Элен вновь взялась за книгу. Она дошла до нападения на замок, когда Ревекка ухаживает за раненым Айвенго и рассказывает ему о ходе боя, за которым следит через окно. Элен чувствовала себя в мире прекрасного вымысла, она прогуливалась в нем, как в сказочном саду с золотыми плодами, вкушая сладость всех иллюзий жизни. Потом, в конце сцены, когда закутанная в покрывало Ревекка изливает свою нежность, склонившись над уснувшим рыцарем, Элен снова уронила книгу: ее сердце переполнилось — она была не в силах продолжать чтение.

Боже мой! Неужели все это было правдой? Элен откинулась на кушетке, члены ее оцепенели от вынужденной долгой неподвижности; она созерцала Париж, туманный и таинственный под золотистым солнцем. Страницы романа воскресили перед ней ее собственную жизнь. Она увидела себя молодой девушкой, в Марселе, у своего отца, шляпника Муре. Улица Птит-Мари была мрачна. В их доме, где всегда кипел котел воды, нужной для изготовления шляп, даже в хорошую погоду веяло прелым запахом сырости. Она увидела и свою мать, всегда больную, молча целовавшую ее бледными губами. Ни разу луч солнца не блеснул в детской Элен. Вокруг нее много работали, тяжелым трудом завоевывая себе скромный достаток. И это было все: вплоть до ее свадьбы ничто не выделялось из этой череды однообразных дней. Однажды утром, возвращаясь с матерью с рынка, она толкнула корзиной, полной овощей, молодого Гранжана. Шарль обернулся и пошел за ними. В этом и заключался весь их роман. В течение трех месяцев она встречала его повсюду — смиренного, неловкого. Он не решался заговорить с ней. Элен было шестнадцать лет, она немножко гордилась этим поклонником, зная, что он из богатой семьи. Но она находила его некрасивым, часто подсмеивалась над ним, и ночи ее, в стенах большого сырого дома, оставались безмятежными. Потом их поженили. Она до сих пор удивлялась этому браку. Шарль обожал ее: вечером, когда она ложилась спать, он, стоя на коленях, целовал ее обнаженные ноги. Она улыбалась, дружески журя его за это ребячество. Снова потянулась серая жизнь. За двенадцать лет она не могла вспомнить ни одного потрясения. Она была очень спокойна и очень счастлива, не ведая волнений ни плоти, ни сердца, поглощенная повседневными заботами скромного хозяйства. Шарль все так же целовал ее ноги, белые, как мрамор, она же была снисходительна и матерински ласкова к нему. И только. Вдруг она увидела перед собой комнату в гостинице дю-Вар, мертвого мужа, траурное вдовье платье, перекинутое через стул. Она плакала, как в тот зимний вечер, когда умерла ее мать. Снова потекли дни. Вот уже два месяца, как она жила одна с дочерью и опять чувствовала себя счастливой и спокойной. Боже мой! И это было все? Но тогда — что же говорила эта книга, повествующая о той великой любви, которая озаряет целую жизнь?
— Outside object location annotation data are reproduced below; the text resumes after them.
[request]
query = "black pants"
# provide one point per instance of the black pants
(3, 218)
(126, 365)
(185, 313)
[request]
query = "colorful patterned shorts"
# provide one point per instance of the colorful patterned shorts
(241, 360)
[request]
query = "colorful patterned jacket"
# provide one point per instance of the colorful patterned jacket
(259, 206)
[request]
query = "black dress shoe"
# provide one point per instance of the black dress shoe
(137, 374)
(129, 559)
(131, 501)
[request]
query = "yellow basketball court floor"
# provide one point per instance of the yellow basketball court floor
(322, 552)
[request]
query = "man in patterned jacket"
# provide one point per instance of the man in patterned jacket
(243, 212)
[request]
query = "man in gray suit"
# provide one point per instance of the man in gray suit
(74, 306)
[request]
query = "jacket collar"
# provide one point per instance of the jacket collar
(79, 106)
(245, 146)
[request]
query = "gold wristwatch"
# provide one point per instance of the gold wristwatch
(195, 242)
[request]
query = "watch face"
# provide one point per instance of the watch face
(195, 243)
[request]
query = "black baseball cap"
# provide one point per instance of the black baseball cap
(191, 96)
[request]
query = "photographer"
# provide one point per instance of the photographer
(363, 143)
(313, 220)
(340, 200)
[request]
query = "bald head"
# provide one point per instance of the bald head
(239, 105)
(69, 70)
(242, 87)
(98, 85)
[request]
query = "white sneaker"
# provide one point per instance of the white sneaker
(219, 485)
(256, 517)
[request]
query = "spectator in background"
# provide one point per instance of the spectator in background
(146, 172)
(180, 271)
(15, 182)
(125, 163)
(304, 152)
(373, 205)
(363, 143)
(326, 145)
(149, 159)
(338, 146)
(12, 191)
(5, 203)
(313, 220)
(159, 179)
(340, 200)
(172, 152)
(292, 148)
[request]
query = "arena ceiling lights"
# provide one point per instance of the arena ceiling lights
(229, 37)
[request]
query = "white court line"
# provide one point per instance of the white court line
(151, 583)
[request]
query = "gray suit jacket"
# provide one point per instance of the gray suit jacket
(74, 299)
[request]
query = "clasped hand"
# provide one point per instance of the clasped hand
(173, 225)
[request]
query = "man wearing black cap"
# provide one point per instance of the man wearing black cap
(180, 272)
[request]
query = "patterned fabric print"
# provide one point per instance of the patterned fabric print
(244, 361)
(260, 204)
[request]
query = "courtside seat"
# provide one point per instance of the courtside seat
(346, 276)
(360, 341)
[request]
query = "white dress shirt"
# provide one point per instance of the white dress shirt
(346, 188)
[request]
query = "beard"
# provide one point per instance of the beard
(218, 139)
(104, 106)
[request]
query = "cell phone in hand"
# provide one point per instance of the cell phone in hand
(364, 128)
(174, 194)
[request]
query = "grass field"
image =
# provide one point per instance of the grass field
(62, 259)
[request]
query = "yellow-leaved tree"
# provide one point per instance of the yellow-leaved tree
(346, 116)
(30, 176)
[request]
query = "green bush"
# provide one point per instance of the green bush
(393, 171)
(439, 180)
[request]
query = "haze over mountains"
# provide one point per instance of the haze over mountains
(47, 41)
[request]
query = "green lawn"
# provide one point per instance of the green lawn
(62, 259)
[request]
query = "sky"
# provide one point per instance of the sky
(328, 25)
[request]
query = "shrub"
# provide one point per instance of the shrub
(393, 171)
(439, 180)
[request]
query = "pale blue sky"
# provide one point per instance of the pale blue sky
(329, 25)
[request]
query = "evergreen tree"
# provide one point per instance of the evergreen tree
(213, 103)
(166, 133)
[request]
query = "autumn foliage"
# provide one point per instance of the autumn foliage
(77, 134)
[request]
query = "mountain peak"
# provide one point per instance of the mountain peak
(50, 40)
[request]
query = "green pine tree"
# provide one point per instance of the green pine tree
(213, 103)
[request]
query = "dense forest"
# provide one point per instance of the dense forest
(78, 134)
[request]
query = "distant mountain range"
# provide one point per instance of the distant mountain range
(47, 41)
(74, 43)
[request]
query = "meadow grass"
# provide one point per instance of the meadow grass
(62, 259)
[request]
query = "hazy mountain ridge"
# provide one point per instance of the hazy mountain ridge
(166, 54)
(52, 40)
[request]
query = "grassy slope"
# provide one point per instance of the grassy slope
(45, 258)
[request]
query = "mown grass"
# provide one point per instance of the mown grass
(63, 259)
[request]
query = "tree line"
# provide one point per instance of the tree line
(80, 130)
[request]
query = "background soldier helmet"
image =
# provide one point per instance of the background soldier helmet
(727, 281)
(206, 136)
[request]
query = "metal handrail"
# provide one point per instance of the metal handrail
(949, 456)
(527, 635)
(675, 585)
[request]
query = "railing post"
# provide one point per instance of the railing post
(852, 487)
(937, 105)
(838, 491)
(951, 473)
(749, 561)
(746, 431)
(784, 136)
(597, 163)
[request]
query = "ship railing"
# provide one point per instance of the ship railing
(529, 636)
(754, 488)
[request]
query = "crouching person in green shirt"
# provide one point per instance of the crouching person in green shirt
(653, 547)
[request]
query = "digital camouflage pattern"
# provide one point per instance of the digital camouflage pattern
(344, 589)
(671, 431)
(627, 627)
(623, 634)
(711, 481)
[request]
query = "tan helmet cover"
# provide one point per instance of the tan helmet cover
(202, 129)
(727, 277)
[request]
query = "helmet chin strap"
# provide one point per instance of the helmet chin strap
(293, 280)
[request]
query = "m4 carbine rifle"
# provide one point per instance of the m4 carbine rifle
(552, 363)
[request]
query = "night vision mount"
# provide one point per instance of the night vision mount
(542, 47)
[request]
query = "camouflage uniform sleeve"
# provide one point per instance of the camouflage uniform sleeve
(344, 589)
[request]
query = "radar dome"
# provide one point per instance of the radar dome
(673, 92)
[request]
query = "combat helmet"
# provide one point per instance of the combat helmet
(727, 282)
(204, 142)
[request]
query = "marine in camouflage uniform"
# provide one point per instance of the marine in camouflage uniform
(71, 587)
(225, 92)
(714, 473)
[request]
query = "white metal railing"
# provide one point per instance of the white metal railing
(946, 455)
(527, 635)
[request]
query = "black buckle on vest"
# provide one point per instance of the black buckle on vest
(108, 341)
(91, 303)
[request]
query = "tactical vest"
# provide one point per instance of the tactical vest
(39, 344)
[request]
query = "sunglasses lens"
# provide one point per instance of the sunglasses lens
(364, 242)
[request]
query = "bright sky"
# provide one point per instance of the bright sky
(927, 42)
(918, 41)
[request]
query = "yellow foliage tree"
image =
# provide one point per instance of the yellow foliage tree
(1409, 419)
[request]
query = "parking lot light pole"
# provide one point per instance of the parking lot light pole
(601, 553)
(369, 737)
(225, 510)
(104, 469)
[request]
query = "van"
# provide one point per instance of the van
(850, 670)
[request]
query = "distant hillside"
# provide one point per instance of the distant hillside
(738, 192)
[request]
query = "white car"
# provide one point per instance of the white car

У горизонта, вдоль спящего озера, здесь и там пробегала зыбь. Потом озеро вдруг как бы разверзлось; открылись трещины, от края до края начинался разлом, предвещавший окончательное распадение. Солнце, подымавшееся все выше в ликующем сиянии своих лучей, вступало в победную борьбу с туманом. Огромное озеро, казалось, мало-помалу иссякало, воды его были незримо спущены. Пары, еще недавно такие густые, утончались, становились прозрачнее, окрашиваясь яркими цветами радуги. Весь левый берег был нежно-голубой; медленно темнея, его голубизна принимала фиолетовый оттенок над Ботаническим садом. Квартал Тюильри отливал бледно-розовым, словно ткань телесного цвета; ближе к Монмартру, казалось, сверкали угли — кармин пылал в золоте, — а там, вдали, рабочие кварталы темнели кирпично-красными тонами, постепенно тускневшими, переходившими в синевато-серые оттенки шифера. Еще нельзя было разглядеть трепетно ускользавший от глаз город, подобный морскому глубинному дну, которое угадывается взором сквозь прозрачность воды с его наводящими страх зарослями высоких трав, неведомыми ужасами и смутно виднеющимися чудовищами. А воды все спадали. Они уже превратились в прозрачные раскинутые покровы, редевшие один за другим; образ Парижа рисовался все отчетливее, выступая из царства грез.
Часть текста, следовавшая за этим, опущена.